[Johan Hendrik Gallée]
Gallée (Johan Hendrik), geb. te Vorden 9 Sept. 1847, stud. en prom. te Leiden in de letteren, werd in 1872 leeraar in de Nederl. taal en letterk. aan het Gymn. en de hbs. te Haarlem, in 1879 lector aan de Universiteit te Utrecht, en leeraar aan het Gymn. aldaar en in Sept. 1882 hooglaldaar in de Oud-Germaansche en verge. lijkende taalkunde.
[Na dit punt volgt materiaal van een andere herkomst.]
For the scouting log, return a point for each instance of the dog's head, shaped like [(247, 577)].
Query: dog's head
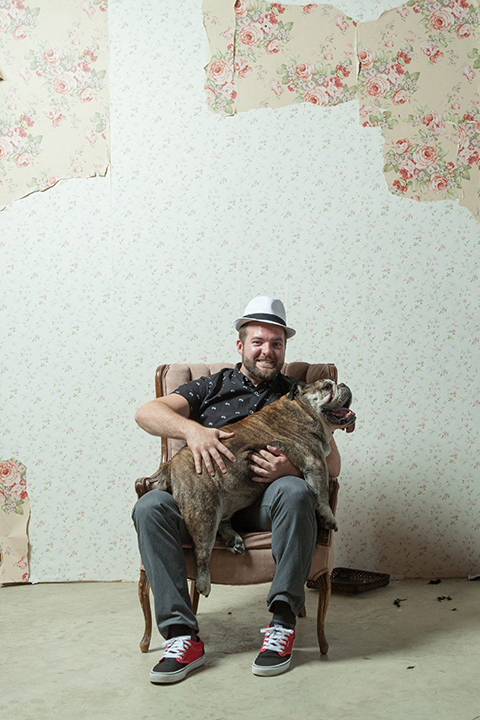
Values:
[(327, 399)]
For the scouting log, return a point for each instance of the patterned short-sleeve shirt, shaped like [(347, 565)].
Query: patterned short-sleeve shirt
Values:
[(229, 395)]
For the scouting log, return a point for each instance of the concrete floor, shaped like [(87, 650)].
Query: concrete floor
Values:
[(71, 651)]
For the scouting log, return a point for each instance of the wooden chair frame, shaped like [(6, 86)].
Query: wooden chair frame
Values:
[(319, 581)]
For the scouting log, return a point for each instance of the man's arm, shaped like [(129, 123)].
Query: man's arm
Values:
[(169, 417), (270, 464)]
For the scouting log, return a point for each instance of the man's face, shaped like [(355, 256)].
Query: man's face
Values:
[(263, 351)]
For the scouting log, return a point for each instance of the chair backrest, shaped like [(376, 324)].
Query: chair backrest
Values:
[(169, 377)]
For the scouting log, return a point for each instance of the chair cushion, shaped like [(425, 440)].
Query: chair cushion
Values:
[(256, 565)]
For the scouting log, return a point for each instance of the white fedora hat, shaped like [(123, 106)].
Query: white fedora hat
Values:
[(265, 309)]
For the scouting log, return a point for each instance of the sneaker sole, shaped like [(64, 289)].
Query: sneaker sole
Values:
[(165, 678), (270, 670)]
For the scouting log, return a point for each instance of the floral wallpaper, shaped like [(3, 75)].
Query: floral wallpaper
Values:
[(55, 109), (14, 515), (104, 279), (418, 79)]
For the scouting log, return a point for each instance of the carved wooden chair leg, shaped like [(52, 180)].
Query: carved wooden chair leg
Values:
[(144, 597), (324, 586), (194, 596)]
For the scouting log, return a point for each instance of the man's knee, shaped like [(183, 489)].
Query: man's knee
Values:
[(296, 492), (292, 497), (153, 506)]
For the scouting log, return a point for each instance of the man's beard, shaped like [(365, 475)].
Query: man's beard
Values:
[(260, 373)]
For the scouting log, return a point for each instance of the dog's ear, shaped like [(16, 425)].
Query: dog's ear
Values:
[(296, 389)]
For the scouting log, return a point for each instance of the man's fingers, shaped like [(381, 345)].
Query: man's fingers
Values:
[(256, 478), (208, 462), (257, 469), (197, 459), (274, 450)]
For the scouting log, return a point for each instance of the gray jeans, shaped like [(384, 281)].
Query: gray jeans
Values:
[(287, 509)]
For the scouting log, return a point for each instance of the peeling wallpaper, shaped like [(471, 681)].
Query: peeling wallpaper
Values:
[(54, 112), (415, 72), (105, 278)]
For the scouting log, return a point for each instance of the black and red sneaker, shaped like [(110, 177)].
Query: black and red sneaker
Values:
[(182, 655), (276, 653)]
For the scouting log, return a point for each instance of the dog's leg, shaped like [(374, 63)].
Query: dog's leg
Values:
[(203, 536), (231, 538)]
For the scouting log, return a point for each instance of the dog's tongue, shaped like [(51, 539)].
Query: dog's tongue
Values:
[(341, 412)]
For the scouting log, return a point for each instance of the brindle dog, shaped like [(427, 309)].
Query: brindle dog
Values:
[(298, 425)]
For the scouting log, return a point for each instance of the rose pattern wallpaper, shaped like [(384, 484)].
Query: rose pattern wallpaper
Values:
[(418, 73), (14, 516), (55, 110), (105, 278)]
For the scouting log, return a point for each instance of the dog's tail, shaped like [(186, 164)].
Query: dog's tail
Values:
[(159, 480)]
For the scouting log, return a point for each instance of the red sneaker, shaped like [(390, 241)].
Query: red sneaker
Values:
[(182, 654), (276, 653)]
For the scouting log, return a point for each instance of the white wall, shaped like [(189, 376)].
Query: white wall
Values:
[(103, 279)]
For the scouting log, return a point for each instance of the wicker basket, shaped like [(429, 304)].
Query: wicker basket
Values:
[(347, 580)]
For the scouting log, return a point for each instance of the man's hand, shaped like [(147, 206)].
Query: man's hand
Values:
[(206, 446), (270, 464)]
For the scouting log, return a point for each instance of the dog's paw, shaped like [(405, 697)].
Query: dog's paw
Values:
[(203, 582), (236, 546), (327, 520)]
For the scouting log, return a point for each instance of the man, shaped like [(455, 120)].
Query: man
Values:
[(194, 412)]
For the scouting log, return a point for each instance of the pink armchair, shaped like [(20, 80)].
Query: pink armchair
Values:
[(257, 564)]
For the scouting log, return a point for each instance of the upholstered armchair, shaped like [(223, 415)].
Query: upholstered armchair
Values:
[(257, 564)]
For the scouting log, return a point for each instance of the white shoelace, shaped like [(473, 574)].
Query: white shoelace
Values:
[(176, 647), (276, 638)]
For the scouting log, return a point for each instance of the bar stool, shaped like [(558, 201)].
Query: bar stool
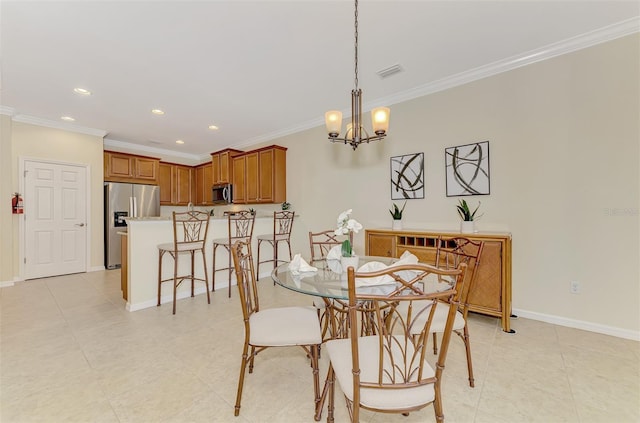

Hij schreef: Geschiedenis der dramatische vertooningen in de Nederlanden gedurende de Middeleeuwen, Haarlem 1873; Academie en kerkeraad 1617-1632, Utr. 1877, 2e dr. 1878; Gutiska. Lijst van Gotische woorden, wier geslacht of buiging naar analogie van andere Gotische woorden of van het Oud-Germaansch wordt opgegeven, Haarl. 1880 en Gutiska II, De Adfectiva en hunne suffixen, 1882; Nog eenige ten opzichte van genus of flectie onzekere Gotische woorden, Utr. 1882; De invloed van de taalstudie op het gebied der letteren en op de mythologie. Redevoering, Utr. 1883; Onze volkstaal. Woordenlijst van het Dialect van De Graafschap; Register op Nederl. taalkundige tijdschriften, Haarlem 1881, Kuilenburg 1886. Verder gaf hij tal van taalkundige artikelen en bijdragen in De Taal- en Letterbode, De Nederl. Spectator, Taalk. Bijdragen, Gids, Tijdschrift der Maatsch. v. N. Lett., Eigen Haard, De Bode (waarvan hij redacteur was, doch die slechts één jaar (1877) bestond) en in enkele buitenlandsche tijdschriften, ook een paar taalk. werken in het Duitsch en Engelsch. In Bijdr. Hist. Gen. te Utrecht 1881, gaf hij nog: Berijmd verhaal van het beleg van IJselstein.